West Midlands Combined Authority (WMCA) today (February 17) approved plans to help cope with the anticipated congestion caused by a series of major road, rail and infrastructure projects.
The combined authority’s transport arm, Transport for West Midlands (TfWM), has worked jointly with the Police & Crime Commissioner and business leaders in drawing up the regional resilience strategy, which was presented to the WMCA board by Cllr Roger Lawrence, lead member for transport.
Cllr Lawrence said a co-ordinated, strategic approach was the only way to create viable resilience plans to tackle the impact of major construction projects like HS2, and motorway improvement works.
“All partners have worked very hard to gather evidence and come up with actual solutions to this issue, which is a continuing challenge for our region’s movement and economic activity,” he said.
“Projects are planned by Highways England, Network Rail and a number of local authorities, all of which are likely to cause short term and long term disruption for commuters and businesses.
“We know we still have a great deal of work to do but we are now at a point where we agree what our priorities are and how to meet them together.”
Police & Crime Commissioner David Jamieson said: “I welcome this work to reduce congestion and ensure our roads keep flowing.
“It is crucial for the region’s economy and ultimately for jobs and growth that people and goods can get to where they need to be quickly and efficiently.
“HS2 is going to bring great benefits to the region, but it is also important that its construction does not bring us to a standstill.

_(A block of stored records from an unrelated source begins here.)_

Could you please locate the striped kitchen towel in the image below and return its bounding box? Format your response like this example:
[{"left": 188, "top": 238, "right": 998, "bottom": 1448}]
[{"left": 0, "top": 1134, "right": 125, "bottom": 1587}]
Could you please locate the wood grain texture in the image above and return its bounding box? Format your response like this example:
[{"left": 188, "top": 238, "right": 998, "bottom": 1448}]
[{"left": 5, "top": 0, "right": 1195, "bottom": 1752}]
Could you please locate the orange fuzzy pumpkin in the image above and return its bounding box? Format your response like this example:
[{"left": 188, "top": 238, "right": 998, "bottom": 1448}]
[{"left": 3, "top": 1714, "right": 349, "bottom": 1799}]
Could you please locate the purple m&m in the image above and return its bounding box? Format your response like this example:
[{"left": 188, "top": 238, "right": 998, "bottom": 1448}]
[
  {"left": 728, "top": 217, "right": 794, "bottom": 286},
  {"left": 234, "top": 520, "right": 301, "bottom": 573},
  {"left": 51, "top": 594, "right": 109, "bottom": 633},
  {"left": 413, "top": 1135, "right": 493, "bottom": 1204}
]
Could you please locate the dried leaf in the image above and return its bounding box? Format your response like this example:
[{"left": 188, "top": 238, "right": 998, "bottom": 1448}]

These plans will help to make sure we have the necessary resilience in the network to guard against that.”
Paul Faulkner, Greater Birmingham Chamber of Commerce chief executive, said: “The recently formed TfWM is tasked with playing an integral part in implementing the combined authority’s vision of a fully integrated and first rate public transport system.
“As a Chamber we have enjoyed working closely with TfWM managing director Laura Shoaf and her senior management team to inform the business community on the key role TfWM is playing in improving regional transport networks and creating economic growth.
“We have seen significant improvements to transport infrastructure across the West Midlands with further investment planned in the next decade.
“Our region is poised to maximise the benefits that will arise from this additional funding as it will give businesses the chance to access new markets and realise their rich potential.
“However, we have to be mindful of the potential congestion issues which will arise as a result of the different projects.
“At the heart of TfWM’s Network Resilience Programme is a specific and clear focus on managing demand, increasing capacity and improving efficiency, all constructive and sensible measures which will go towards alleviating these problems and keep the Midlands moving.
"We need to keep in mind the long term benefits which will arise from this work and unlock the region’s full economic capacity.
“We look forward to working with partners to engage businesses with this agenda."
The report sets out the scale of the challenge in securing a resilient and robust transport network during major infrastructure work across the West Midlands and recommends how to help the system cope with planned change and incidents.
These include major maintenance works at the M5 Oldbury Viaduct, HS2 Phase 1, Network Rail’s upgrades around Birmingham, WMCA’s own investment in HS2 Connectivity, Metro and local transport, essential maintenance and utilities works and major development in Birmingham city centre and other locations such as Cannock.
It identifies immediate priorities including forming a multi-agency Network Resilience Partnership and Governance Structure, led by TfWM, and a West Midlands Regional Integrated Command Centre.